Contact: Dr. Robin Silver, Center for Biological Diversity, (602) 799-3275

Lawsuit Seeks to Restore Protection for Desert Nesting Bald Eagle

PHOENIX— The Center for Biological Diversity and Maricopa Audubon Society filed a lawsuit today to reinstate Endangered Species Act protection for desert nesting bald eagles. The suit seeks to return protections removed last week by U.S. District Court Judge Mary H. Murguia.

“With only about 50 breeding pairs left, and facing increasing habitat threats this bird  desperately needs federal protection in order to survive,” said Dr. Robin Silver of the Center.

Murguia on Friday granted a request by the U.S. Fish and Wildlife Service to remove the desert nesting bald eagle from the endangered species list but did not examine the agency decision itself. Today's lawsuit challenges the basis of the agency's February 2010 decision to remove protections from the eagle.

For more than three decades, every recognized bald eagle expert has acknowledged the fact that the desert nesting bald eagle is unique and important to the bald eagle species as a whole. But on July 18, 2006, Fish and Wildlife Service career administrators gave their staff “marching orders” to abruptly reverse their opinion and “to find an analysis that works.” That decision was finalized July 9, 2007.

On March 5, 2008, Judge Murguia called the agency actions “arbitrary and capricious.” She ordered the agency to issue a new evaluation and issued an injunction against lifting protection for the eagle in the interim.

On Dec. 9, 2009, after agency bald eagle experts again reinforced their opinion that the desert nesting bald eagle is unique and important to the species as a whole, career administrators again ordered the eagle experts to reverse their position, saying, “My staff will work with you on development of the revised version of the finding.”

“Hopefully today’s suit will put science, not politics, front and center in determining the fate of this eagle,” Silver said.

The biggest threats to the eagle are increasing habitat destruction and human harassment.

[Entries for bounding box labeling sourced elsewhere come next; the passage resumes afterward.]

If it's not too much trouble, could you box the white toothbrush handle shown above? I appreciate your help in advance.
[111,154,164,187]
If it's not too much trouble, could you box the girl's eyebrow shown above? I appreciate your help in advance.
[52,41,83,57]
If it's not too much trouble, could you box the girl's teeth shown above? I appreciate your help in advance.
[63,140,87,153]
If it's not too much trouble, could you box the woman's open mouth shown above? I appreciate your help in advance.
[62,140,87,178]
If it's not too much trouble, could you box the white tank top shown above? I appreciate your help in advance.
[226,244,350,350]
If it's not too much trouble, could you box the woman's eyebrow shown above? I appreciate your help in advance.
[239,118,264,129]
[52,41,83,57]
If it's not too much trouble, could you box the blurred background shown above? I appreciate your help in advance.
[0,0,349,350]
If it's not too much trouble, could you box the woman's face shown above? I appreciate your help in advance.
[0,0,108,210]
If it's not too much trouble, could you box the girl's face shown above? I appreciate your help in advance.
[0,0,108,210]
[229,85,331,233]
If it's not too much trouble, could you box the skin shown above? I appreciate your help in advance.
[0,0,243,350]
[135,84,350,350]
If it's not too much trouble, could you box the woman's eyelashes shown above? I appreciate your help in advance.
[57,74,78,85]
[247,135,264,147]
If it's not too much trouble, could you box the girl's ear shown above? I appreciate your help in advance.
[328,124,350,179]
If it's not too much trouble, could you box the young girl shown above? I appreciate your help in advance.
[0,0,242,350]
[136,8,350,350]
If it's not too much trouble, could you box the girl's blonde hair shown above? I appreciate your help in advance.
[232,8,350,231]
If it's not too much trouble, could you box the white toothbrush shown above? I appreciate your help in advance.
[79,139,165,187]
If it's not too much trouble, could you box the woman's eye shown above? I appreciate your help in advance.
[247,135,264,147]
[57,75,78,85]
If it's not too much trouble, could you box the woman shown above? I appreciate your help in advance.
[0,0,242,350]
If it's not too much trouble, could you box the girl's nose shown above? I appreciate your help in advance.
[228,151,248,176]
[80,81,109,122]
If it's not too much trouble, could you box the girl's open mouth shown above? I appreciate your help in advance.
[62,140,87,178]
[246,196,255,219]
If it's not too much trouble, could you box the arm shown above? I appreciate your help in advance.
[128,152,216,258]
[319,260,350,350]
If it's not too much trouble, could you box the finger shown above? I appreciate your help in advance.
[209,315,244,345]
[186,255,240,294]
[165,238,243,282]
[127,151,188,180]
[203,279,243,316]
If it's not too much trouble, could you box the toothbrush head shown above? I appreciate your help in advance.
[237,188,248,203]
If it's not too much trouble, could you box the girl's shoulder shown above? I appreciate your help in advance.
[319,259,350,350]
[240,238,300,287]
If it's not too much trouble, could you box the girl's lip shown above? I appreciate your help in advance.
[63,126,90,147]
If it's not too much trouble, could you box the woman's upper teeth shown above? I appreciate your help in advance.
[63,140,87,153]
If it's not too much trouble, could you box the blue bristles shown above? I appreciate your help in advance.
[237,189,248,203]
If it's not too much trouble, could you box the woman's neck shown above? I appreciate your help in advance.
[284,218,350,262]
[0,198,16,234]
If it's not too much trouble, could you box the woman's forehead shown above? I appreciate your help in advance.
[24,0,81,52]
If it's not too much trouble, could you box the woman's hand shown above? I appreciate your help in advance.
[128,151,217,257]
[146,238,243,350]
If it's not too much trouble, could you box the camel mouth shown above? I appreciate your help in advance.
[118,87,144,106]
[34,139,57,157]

The Endangered Species Act is the only law protecting eagle habitat.

Without Endangered Species Act protection, eagle habitat-destroying grazing and ORV abuse can resume, and the mandatory requirement for agency funding of the NestWatch program will no longer be necessary. NestWatch provides onsite protection for the most threatened eagle nests and has rescued 9.4 percent of all young eagles fledged in Arizona between 1983 and 2005, including up to 50 percent of a given year's reproduction.